Davis has published over 200 journal articles and book chapters that have been cited over 32,000 times and she has an h-index of 95.

==Neuroethics activities==
Davis is active in neuroethics research and knowledge translations She has written to raise awareness of the neuroethical and legal issues related to using brain imaging to diagnose chronic pain. She chaired an IASP task force that studied this issue culminating in a paper "Brain imaging tests for chronic pain: medical, legal and ethical issues and recommendations" published in Nature Reviews Neurology in 2017. She is also co-volume editor with Daniel Buchman of a book volume on Pain Neuroethics (Elsevier; Judy Illes, Book Series editor).

==Educational programs and outreach==
Davis has been recognized for her outstanding mentorship by the Institute of Medical Science, University of Toronto (Silverman Award) and by the Canadian Pain Society Outstanding Pain Mentorship Award.

Davis has also created educational programs and published the book New Techniques for Examining the Brain. Her TED-Ed video titled "How does your brain respond to pain?" has over 2.8 million views.

==Hippocratic Oath for scientists==
Davis and her colleagues have made a case for a scholar's oath similar to Hippocratic Oath as a standard requirement for scientists.

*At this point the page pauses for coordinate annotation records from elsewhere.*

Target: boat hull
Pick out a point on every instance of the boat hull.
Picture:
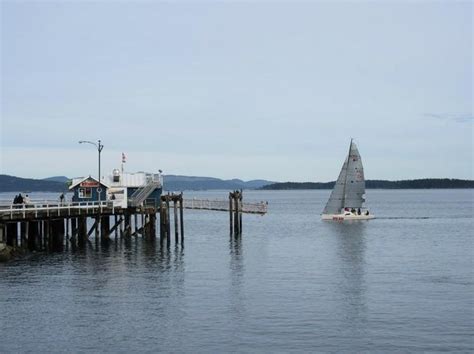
(343, 217)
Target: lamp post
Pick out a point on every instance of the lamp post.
(99, 147)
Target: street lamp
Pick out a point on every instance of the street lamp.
(99, 147)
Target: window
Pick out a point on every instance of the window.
(85, 192)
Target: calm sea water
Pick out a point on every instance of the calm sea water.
(291, 283)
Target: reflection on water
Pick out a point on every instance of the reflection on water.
(351, 263)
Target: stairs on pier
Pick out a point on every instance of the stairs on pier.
(141, 194)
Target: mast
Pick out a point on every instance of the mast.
(345, 177)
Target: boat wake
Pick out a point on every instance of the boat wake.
(422, 217)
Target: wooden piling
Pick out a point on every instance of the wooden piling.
(32, 234)
(12, 234)
(181, 217)
(231, 206)
(175, 209)
(82, 231)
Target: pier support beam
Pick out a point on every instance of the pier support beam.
(104, 228)
(33, 235)
(12, 234)
(235, 212)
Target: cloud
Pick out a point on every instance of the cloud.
(458, 118)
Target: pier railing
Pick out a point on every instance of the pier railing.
(223, 205)
(50, 208)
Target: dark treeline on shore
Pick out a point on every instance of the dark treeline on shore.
(58, 184)
(426, 183)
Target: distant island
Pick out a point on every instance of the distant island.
(181, 183)
(425, 183)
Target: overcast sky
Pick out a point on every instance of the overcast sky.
(271, 90)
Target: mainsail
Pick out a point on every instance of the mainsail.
(349, 189)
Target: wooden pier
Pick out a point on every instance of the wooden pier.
(45, 225)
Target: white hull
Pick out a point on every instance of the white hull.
(342, 217)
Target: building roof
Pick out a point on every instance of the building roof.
(78, 180)
(137, 179)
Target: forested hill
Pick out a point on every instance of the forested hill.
(426, 183)
(17, 184)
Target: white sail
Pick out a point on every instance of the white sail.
(349, 189)
(336, 199)
(355, 182)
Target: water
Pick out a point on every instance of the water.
(291, 283)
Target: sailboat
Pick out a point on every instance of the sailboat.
(347, 197)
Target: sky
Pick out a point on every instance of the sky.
(237, 89)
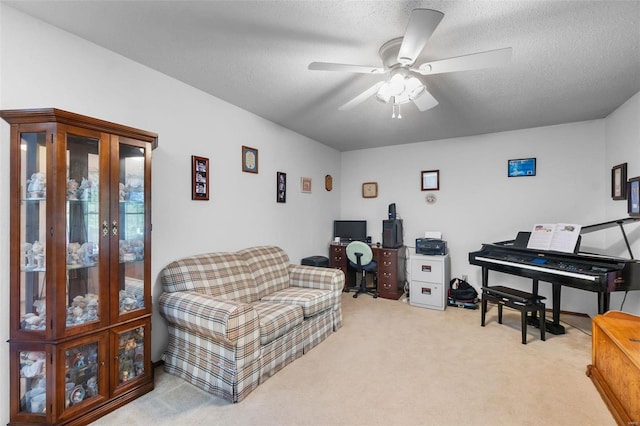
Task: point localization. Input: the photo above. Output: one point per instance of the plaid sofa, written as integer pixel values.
(236, 318)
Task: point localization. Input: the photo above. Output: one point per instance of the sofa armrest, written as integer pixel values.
(316, 277)
(233, 322)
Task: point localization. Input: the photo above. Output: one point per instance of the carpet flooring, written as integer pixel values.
(395, 364)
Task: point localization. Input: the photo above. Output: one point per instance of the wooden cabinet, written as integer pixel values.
(391, 271)
(615, 368)
(80, 271)
(391, 268)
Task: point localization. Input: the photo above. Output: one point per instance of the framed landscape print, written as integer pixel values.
(249, 159)
(430, 180)
(619, 182)
(633, 200)
(305, 185)
(521, 167)
(281, 187)
(199, 178)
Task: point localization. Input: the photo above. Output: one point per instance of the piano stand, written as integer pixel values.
(551, 327)
(515, 299)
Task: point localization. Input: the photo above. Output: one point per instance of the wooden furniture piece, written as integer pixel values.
(615, 368)
(391, 268)
(515, 299)
(429, 281)
(80, 270)
(360, 258)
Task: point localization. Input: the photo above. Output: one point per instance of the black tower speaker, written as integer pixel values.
(392, 233)
(392, 211)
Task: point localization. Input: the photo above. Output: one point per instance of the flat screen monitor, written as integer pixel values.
(350, 230)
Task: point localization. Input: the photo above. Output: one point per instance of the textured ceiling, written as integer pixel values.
(572, 60)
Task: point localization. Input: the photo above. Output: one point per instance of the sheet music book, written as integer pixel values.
(554, 236)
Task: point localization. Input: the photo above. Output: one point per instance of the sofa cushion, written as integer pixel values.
(276, 319)
(269, 266)
(223, 275)
(312, 300)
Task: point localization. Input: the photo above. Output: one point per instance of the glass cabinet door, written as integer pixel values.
(33, 230)
(86, 229)
(131, 344)
(83, 376)
(133, 219)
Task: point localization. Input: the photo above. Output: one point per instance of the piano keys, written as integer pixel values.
(584, 271)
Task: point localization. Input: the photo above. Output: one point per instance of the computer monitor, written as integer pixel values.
(350, 230)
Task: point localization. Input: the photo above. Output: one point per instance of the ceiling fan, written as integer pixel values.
(404, 83)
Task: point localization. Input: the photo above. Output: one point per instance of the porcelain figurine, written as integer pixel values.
(36, 186)
(38, 253)
(72, 189)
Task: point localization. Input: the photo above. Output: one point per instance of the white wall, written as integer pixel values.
(42, 66)
(623, 146)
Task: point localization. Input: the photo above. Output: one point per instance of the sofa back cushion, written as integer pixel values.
(223, 275)
(269, 266)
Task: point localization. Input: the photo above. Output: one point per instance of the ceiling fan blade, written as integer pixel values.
(473, 61)
(328, 66)
(422, 23)
(425, 101)
(361, 97)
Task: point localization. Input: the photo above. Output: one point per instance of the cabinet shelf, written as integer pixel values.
(80, 313)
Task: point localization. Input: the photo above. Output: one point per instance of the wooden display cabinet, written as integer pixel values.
(80, 266)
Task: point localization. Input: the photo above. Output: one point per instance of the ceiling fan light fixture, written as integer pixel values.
(396, 84)
(414, 87)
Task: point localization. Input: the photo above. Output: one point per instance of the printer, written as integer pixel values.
(431, 246)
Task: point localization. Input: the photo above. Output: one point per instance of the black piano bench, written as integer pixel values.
(516, 299)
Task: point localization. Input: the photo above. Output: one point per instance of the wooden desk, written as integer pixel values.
(615, 371)
(391, 268)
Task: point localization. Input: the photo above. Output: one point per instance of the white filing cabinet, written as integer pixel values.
(430, 278)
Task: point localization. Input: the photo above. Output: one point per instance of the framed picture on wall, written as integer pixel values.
(305, 185)
(281, 187)
(633, 196)
(521, 167)
(619, 182)
(199, 178)
(430, 180)
(249, 159)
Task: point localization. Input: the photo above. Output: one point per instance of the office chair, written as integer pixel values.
(360, 258)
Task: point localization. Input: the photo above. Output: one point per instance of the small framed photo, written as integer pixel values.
(619, 182)
(249, 159)
(281, 187)
(305, 185)
(633, 197)
(521, 167)
(430, 180)
(199, 178)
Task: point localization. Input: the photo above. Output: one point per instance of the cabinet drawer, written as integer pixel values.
(426, 295)
(386, 264)
(429, 270)
(388, 289)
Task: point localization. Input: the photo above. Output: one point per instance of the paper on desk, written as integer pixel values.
(554, 236)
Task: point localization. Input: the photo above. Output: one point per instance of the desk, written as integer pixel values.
(391, 268)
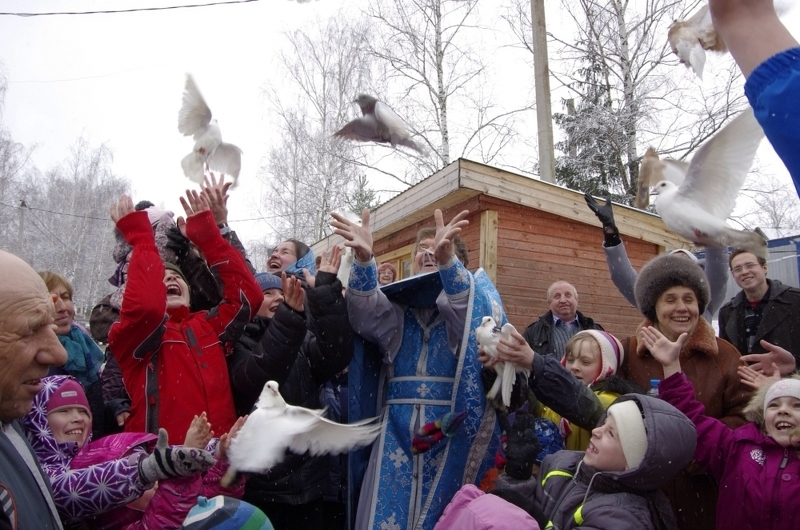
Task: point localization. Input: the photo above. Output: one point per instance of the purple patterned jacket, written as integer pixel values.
(93, 485)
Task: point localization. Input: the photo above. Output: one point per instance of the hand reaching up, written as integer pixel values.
(664, 350)
(329, 262)
(199, 433)
(293, 293)
(225, 439)
(194, 203)
(216, 193)
(359, 238)
(121, 208)
(442, 242)
(516, 351)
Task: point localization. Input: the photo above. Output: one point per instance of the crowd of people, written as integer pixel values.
(672, 427)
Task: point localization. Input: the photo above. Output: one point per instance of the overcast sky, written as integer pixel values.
(118, 78)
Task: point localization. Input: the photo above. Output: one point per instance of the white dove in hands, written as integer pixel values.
(664, 350)
(194, 119)
(274, 426)
(489, 335)
(358, 235)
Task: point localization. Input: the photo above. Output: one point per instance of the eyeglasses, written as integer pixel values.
(747, 266)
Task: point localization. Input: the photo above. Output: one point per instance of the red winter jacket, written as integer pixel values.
(174, 364)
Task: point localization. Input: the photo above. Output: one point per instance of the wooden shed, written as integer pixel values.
(526, 234)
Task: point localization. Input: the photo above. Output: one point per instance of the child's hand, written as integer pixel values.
(664, 350)
(755, 379)
(225, 439)
(199, 433)
(121, 208)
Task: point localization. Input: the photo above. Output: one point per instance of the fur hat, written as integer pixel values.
(664, 272)
(225, 513)
(679, 251)
(631, 431)
(69, 394)
(267, 280)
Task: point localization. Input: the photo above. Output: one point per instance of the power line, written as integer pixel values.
(107, 220)
(165, 8)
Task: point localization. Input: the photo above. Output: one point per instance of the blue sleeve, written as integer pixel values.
(773, 90)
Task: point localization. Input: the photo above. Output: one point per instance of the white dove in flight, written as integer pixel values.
(380, 124)
(273, 427)
(699, 207)
(489, 335)
(194, 119)
(653, 170)
(690, 38)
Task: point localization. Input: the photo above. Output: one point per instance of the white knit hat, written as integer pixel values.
(782, 388)
(631, 431)
(612, 353)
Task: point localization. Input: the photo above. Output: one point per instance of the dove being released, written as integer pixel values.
(489, 335)
(380, 124)
(274, 426)
(653, 170)
(699, 207)
(194, 119)
(690, 38)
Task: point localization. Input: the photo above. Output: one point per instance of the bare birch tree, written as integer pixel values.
(438, 81)
(627, 91)
(309, 173)
(61, 222)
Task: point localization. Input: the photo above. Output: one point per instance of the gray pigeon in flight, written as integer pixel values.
(194, 119)
(379, 123)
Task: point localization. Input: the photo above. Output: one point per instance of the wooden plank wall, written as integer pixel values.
(536, 248)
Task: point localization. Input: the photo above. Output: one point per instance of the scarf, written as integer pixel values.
(83, 356)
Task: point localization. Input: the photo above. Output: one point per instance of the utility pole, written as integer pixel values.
(21, 228)
(541, 76)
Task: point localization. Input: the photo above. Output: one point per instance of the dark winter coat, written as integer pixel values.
(780, 323)
(300, 360)
(574, 495)
(758, 479)
(538, 335)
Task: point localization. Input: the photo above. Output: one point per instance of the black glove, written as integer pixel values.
(522, 446)
(178, 243)
(605, 214)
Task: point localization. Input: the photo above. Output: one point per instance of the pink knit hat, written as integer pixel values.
(69, 394)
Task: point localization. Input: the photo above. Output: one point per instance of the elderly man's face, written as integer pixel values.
(28, 341)
(563, 301)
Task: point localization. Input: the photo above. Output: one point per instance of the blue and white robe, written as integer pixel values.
(422, 364)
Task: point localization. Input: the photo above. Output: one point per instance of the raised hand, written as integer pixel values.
(755, 379)
(359, 238)
(293, 294)
(664, 350)
(194, 203)
(121, 208)
(216, 193)
(442, 242)
(776, 356)
(516, 351)
(199, 433)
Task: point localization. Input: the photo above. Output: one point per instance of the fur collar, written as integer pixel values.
(702, 340)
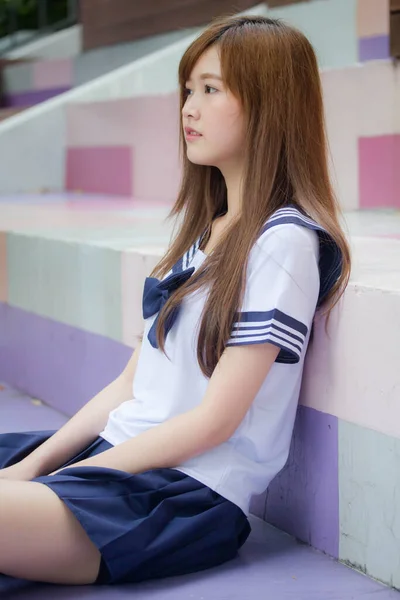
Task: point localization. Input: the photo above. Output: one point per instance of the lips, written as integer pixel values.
(190, 131)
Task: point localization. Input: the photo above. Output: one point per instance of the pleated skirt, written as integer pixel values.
(159, 523)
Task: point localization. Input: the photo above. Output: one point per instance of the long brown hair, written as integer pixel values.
(272, 69)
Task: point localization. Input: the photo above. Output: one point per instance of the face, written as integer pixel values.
(216, 114)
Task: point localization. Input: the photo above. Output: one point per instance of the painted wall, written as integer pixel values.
(39, 80)
(71, 283)
(62, 44)
(42, 160)
(363, 127)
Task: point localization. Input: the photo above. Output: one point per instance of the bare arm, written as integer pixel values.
(231, 390)
(83, 428)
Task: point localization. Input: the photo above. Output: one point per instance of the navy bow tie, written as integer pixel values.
(155, 295)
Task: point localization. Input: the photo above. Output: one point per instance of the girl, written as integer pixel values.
(154, 476)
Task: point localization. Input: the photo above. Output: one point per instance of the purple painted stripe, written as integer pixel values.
(373, 48)
(304, 498)
(61, 365)
(32, 97)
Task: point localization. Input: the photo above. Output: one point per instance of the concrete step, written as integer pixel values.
(270, 564)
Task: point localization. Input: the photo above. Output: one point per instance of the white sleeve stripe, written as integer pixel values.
(268, 336)
(265, 331)
(254, 326)
(241, 341)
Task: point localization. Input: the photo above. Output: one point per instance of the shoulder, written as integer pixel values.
(287, 237)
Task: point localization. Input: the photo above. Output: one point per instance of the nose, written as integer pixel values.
(190, 109)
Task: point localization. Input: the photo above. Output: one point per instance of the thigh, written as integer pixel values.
(16, 446)
(41, 540)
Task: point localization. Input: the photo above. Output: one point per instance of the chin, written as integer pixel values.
(198, 160)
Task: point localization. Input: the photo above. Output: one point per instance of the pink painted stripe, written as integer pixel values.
(48, 74)
(106, 170)
(3, 267)
(379, 171)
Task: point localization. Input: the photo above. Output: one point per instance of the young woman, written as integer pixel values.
(154, 476)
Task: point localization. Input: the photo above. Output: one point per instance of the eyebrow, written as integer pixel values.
(209, 76)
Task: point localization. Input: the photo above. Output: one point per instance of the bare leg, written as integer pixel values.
(41, 540)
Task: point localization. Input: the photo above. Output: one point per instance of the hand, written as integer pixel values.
(19, 472)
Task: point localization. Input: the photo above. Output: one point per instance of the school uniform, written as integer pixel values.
(194, 516)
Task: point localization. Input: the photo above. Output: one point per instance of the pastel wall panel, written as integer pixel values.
(3, 267)
(373, 48)
(32, 97)
(48, 74)
(106, 170)
(304, 498)
(341, 98)
(102, 124)
(76, 284)
(369, 480)
(150, 124)
(379, 171)
(18, 78)
(63, 365)
(353, 374)
(324, 21)
(372, 18)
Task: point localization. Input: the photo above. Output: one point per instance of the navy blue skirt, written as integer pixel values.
(158, 523)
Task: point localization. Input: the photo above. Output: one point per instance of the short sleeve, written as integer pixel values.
(281, 292)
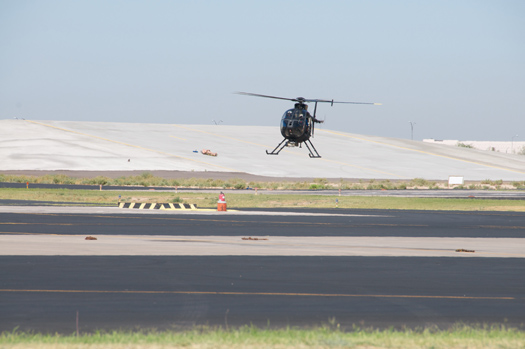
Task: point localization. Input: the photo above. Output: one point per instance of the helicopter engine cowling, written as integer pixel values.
(295, 125)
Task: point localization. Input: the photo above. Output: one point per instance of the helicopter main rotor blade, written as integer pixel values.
(301, 99)
(332, 102)
(266, 96)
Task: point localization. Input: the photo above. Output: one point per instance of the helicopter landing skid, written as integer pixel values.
(287, 143)
(313, 154)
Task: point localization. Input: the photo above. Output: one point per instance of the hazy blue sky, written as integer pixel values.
(455, 68)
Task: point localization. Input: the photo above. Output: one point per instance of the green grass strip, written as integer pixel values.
(459, 336)
(262, 200)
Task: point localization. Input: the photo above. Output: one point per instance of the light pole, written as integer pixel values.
(512, 144)
(411, 129)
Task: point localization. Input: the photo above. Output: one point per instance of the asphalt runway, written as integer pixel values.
(44, 293)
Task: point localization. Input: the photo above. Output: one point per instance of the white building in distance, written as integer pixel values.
(502, 147)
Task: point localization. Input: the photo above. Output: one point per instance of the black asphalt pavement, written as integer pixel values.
(372, 223)
(42, 293)
(174, 292)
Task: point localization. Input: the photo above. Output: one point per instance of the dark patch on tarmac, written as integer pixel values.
(489, 290)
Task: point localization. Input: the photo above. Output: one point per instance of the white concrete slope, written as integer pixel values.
(106, 146)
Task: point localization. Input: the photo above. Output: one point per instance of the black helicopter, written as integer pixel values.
(297, 125)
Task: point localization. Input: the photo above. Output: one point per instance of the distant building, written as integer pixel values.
(502, 147)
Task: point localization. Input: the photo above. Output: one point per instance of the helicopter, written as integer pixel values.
(297, 125)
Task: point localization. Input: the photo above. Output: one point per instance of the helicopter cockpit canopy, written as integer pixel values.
(294, 124)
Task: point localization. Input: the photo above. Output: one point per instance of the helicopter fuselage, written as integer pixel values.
(296, 124)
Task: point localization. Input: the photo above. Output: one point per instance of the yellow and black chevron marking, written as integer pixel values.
(157, 206)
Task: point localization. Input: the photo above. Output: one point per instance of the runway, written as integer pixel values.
(315, 267)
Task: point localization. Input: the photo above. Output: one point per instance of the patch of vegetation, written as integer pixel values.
(263, 199)
(147, 179)
(328, 336)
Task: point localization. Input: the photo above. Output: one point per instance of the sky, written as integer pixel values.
(454, 69)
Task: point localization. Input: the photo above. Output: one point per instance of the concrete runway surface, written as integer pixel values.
(174, 270)
(105, 146)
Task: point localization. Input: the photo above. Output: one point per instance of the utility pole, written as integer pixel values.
(411, 129)
(512, 144)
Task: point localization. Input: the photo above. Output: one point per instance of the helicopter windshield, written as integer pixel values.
(295, 114)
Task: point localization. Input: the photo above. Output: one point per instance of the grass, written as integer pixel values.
(330, 336)
(146, 179)
(262, 200)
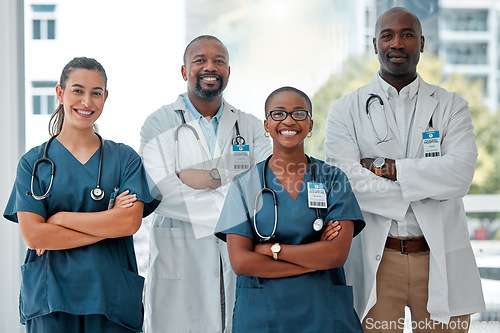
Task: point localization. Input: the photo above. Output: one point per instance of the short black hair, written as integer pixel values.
(203, 37)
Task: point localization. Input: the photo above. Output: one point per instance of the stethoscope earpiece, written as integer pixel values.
(318, 223)
(97, 193)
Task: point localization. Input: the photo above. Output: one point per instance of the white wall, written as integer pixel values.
(11, 147)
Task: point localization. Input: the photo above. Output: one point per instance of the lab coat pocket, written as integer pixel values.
(165, 253)
(33, 299)
(128, 307)
(251, 313)
(345, 318)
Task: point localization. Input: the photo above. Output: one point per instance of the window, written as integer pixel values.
(44, 23)
(44, 98)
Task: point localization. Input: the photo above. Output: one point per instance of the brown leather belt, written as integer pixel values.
(407, 245)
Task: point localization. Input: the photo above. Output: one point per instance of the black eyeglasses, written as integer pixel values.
(279, 115)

The oath text as used in the Institute Medical Sciences, Toronto is as follows:
I promise never to allow financial gain, competitiveness or ambition cloud my judgment in the conduct of ethical research and scholarship. I will pursue knowledge and create knowledge for the greater good, but never to the detriment of colleagues, supervisors, research subjects or the international community of scholars of which I am now a member.

==Selected publications==
- Kucyi, Aaron (2015). "The dynamic pain connectome"
- Kucyi, Aaron (2013). "Mind wandering away from pain dynamically engages antinociceptive and default mode brain networks"
- Davis, Karen D. (2017). "Brain imaging tests for chronic pain: medical, legal and ethical issues and recommendations"
- Davis, Karen D. (2008). "A Graduate Student Oath"
- Downar, Jonathan (2000). "A multimodal cortical network for the detection of changes in the sensory environment"
- Dostrovsky, J. O. (1991). "Central mechanisms of vascular headaches"
- Davis, Karen D. (1998). "Phantom sensations generated by thalamic microstimulation"
- Hashmi, Javeria A. (2014). "Deconstructing sex differences in pain sensitivity"
- Taylor, Keri S (2009). "Cutting your nerve changes your brain."